W końcu podwładni podnieśli bunt. Zarzucali m.in. swemu szefowi, że utrudnia im rozwój naukowy (do dziś pod jego kierunkiem nie powstał żaden doktorat), przywłaszcza sobie wyniki ich badań, przedstawia budzące kontrowersje delegacje i faktury. Profesor został zawieszony, a rektor skierował jego sprawę do komisji dyscyplinarnej.
W marcu komisja dyscyplinarna niespodziewanie uniewinniła prof. Borsuka. Kulisy tego bulwersującego werdyktu ujawniliśmy tydzień temu w artykule "Kto chroni profesora". Okazało się, że komisja rozpatrzyła jedynie 2 z 6 stawianych profesorowi zarzutów. Zadecydował tak rzecznik dyscyplinarny prof. Hubert Latoś, który w rozmowie z "Pomorską" potwierdził znany powszechnie fakt, że z Borsukiem łączą go od lat serdeczne stosunki. Komisja wynosiła pod niebiosa zasługi obwinionego, stwierdzając, że jego czyny mają znikomą szkodliwość, a narażanie go na dochodzenie dyscyplinarne jest "niewskazane ze względów humanitarnych i etycznych".
Werdykt oburzył podwładnych Borsuka, wkrótce do rektora UTP trafił obszerny protest podpisany przez wszystkich prawie pracowników katedry. Podobne pismo zaczął przygotowywać dziekan Wydziału Budownictwa i Inżynierii Środowiska. W sprawie nieprawidłowości w katedrze postępowanie sprawdzające wszczęła Prokuratura Bydgoszcz-Północ.

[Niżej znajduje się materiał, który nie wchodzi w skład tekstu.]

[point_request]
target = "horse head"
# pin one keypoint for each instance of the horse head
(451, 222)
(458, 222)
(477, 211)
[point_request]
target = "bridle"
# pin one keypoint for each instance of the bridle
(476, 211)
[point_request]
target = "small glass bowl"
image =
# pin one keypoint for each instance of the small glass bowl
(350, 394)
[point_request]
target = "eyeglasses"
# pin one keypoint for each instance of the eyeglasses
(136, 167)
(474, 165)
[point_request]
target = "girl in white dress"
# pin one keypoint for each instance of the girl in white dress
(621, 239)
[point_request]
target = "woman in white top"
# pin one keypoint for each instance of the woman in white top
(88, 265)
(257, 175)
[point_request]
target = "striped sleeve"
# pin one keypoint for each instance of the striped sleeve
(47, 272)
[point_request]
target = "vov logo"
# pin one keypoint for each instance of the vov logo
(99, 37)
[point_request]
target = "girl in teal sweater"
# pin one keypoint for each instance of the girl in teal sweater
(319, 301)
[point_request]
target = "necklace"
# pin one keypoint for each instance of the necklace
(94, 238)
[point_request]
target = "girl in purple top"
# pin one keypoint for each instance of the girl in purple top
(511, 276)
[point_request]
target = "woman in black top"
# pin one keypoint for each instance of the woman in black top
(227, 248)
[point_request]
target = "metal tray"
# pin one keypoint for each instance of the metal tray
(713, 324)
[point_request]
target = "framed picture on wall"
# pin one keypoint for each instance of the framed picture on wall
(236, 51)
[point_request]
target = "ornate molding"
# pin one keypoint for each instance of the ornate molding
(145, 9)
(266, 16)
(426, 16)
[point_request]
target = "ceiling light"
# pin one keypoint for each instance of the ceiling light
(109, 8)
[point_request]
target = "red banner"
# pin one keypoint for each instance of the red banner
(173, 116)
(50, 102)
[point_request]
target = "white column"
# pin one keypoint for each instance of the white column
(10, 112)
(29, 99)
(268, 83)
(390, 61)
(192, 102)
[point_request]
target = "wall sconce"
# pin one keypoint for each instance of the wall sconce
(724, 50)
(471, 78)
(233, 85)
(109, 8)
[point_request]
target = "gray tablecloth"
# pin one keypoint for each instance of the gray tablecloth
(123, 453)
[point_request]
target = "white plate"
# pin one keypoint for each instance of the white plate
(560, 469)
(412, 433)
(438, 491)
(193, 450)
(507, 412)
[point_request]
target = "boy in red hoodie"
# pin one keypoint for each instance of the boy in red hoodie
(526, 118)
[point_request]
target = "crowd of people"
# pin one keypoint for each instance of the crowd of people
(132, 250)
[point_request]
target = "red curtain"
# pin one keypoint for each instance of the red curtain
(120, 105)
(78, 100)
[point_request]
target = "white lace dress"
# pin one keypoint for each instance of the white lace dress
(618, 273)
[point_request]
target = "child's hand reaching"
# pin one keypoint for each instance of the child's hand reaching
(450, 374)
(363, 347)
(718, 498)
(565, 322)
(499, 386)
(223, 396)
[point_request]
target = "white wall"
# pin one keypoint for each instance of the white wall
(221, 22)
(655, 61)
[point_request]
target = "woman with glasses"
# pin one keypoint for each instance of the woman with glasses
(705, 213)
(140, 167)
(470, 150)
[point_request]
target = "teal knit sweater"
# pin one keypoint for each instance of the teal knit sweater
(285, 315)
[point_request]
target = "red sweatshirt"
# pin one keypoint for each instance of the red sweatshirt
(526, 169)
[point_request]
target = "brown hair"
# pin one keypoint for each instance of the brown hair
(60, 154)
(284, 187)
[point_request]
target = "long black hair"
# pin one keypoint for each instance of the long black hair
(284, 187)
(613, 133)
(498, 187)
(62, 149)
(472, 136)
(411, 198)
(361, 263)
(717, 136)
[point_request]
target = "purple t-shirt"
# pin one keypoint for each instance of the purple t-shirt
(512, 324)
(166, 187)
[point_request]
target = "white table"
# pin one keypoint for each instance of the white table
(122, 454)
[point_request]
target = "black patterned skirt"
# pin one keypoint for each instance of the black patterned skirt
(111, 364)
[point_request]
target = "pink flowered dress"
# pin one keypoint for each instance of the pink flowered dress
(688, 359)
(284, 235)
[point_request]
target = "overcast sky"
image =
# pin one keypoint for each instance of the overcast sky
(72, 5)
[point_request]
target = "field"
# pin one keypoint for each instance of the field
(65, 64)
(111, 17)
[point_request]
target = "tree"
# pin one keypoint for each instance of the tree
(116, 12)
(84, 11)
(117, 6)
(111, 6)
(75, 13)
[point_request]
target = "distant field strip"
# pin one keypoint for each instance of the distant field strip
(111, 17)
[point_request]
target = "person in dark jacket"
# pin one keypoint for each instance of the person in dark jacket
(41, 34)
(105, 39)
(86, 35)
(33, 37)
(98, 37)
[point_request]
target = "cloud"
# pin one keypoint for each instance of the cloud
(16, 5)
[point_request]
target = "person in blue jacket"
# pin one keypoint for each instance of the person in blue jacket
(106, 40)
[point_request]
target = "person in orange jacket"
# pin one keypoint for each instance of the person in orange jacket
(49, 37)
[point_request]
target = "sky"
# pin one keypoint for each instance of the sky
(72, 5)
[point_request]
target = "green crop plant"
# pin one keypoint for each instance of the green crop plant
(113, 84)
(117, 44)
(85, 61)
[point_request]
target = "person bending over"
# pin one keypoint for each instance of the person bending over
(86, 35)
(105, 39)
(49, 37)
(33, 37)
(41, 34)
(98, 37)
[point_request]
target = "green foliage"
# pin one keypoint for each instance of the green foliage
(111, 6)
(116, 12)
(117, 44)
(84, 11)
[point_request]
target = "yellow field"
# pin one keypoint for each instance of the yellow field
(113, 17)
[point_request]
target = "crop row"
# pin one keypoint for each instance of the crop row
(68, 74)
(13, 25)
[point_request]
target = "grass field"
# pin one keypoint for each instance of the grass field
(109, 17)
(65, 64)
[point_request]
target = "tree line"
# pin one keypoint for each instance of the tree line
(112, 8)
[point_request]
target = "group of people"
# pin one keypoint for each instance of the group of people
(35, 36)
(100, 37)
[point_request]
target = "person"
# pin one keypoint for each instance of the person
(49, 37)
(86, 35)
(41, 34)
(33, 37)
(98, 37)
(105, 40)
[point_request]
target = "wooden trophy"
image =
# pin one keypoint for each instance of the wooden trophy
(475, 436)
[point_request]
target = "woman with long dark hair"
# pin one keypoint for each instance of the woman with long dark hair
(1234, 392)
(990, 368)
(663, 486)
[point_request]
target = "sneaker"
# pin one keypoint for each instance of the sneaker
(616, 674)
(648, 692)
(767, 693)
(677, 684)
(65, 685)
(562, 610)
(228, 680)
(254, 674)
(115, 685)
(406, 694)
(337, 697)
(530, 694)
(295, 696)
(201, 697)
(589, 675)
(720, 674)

Wczoraj rada Wydziału Budownictwa i Inżynierii Środowiska zdecydowaną większością głosów podjęła uchwałę o odwołaniu prof. Borsuka ze stanowiska kierownika katedry. Wniosek złożył dziekan, prof. nadzwyczajny UTP Tomasz Szczuraszek, uzasadniając go "utratą zdolności kierowania katedrą". Uchwała trafi teraz do rektora UTP, który musi zatwierdzić tę decyzję.